Replication and Quorums

Name: AndrewID:

15-640/440 Homework #2

Fall 2013 (Kesden)

Replication and Quorums

Consider replication to multiple servers based upon a write-one, read-all static quorum with version numbering. What steps must be taken upon a write to ensure the correctness of the version number?

Consider Coda Version Vectors (CVVs). Give an example of two concurrent CVVs. What is indicated by concurrent CVVs? Please describe one situation in which this might occur.

Consider a situation with 5 replica servers employing a write-2/read-4 policy and version numbering. Please design and describe a locking scheme that ensures that version numbers remain correct, even in light of concurrent writes. You do not need to consider failure. But, you do need to describe all necessary communication and state, such as communication between or among servers and/or participants.

Please consider the special case of a mobile client using a read-one/write-all quorum. Please design an efficient locking protocol to ensure concurrency control. But, please ensure that your protocol permits the lock to be acquired at one replica and released by another.
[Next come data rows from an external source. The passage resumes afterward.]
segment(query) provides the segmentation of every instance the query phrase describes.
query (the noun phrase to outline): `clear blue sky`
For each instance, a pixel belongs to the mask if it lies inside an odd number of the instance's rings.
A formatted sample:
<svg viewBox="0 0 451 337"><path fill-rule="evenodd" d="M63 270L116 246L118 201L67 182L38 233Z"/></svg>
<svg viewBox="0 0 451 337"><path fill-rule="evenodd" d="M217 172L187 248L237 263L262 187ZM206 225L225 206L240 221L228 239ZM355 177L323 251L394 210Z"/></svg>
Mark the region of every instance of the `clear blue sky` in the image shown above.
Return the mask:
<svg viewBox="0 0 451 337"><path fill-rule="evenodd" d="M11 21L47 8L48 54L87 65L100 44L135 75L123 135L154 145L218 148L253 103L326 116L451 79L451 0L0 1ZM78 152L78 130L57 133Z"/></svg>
Coda Version Vectors (CVVs) are a form of logical time stamp, specifically a vector time stamp, which are used to aid in the management of replication. What could cause two CVVs be concurrent (and non-identical)? Why? Illustrate your answer with an example involving 2 servers and 2 clients.

Agreement, and the Impossibility thereof

Consider content servers located at three distant points across the globe. Can we devise a system to ensure that, at any point in time, exactly one of them is visible to each client? Please assume that no more than two are unavailable at any point in time, and that it is possible for more than one to be available to provide server at any point in time. Why or why not? Hint: Consider the network, all its pieces, and all its failure modes.
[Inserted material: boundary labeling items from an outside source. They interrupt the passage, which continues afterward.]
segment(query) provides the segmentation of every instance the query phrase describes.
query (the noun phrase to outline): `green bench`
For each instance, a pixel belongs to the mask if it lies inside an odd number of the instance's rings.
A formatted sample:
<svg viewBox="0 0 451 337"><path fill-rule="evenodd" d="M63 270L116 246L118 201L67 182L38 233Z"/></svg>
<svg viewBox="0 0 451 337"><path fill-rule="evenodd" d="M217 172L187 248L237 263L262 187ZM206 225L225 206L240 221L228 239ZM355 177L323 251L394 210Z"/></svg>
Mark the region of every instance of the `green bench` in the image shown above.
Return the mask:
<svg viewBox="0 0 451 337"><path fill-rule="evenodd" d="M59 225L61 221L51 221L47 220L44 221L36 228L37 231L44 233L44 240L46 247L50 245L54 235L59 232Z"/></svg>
Assume that we have two magical networks. The first, a Worm Hole, truly has zero latency. But, unfortunately, each time a message is sent, it is lost with some probability p. The second, Perfect Fiber, has a latency directly attributable to the speed of light, but never loses or corrupts a message. Reliable protocols, such as TCP, are available for use on either network. Which network has a faster guaranteed delivery time? Why?

Recovery: Checkpointing and Logging

Consider checkpointing as means of preparing for failure in a large scale distributed system.What is the most significant challenge that arises when attempting to recover the state of a distributed computation from checkpoints or log entries recorded only at individual participants?Why is preventing this problem, by its nature, very challenging?

Consider logging as a means of preparing for failure in a large scale distributed system. Why do recovery facilities rarely rely upon logging, without any checkpointing, for recovery?

Most of the time, for the purpose of recovery, logging of messages is performed at the recipient. Should it become necessary, this enables the host to replay the logged messages to recover its state. Imagine for a moment that the only log of messages exists only the senders, perhaps because the recipient is a thin client without significant storage. Can the thin client recovery its state simply by asking the senders to replay the messages they sent? If so, what property of the replay ensures that the recipient will be restored to the pre-crash state? If not, what is the problem and how can it be addressed?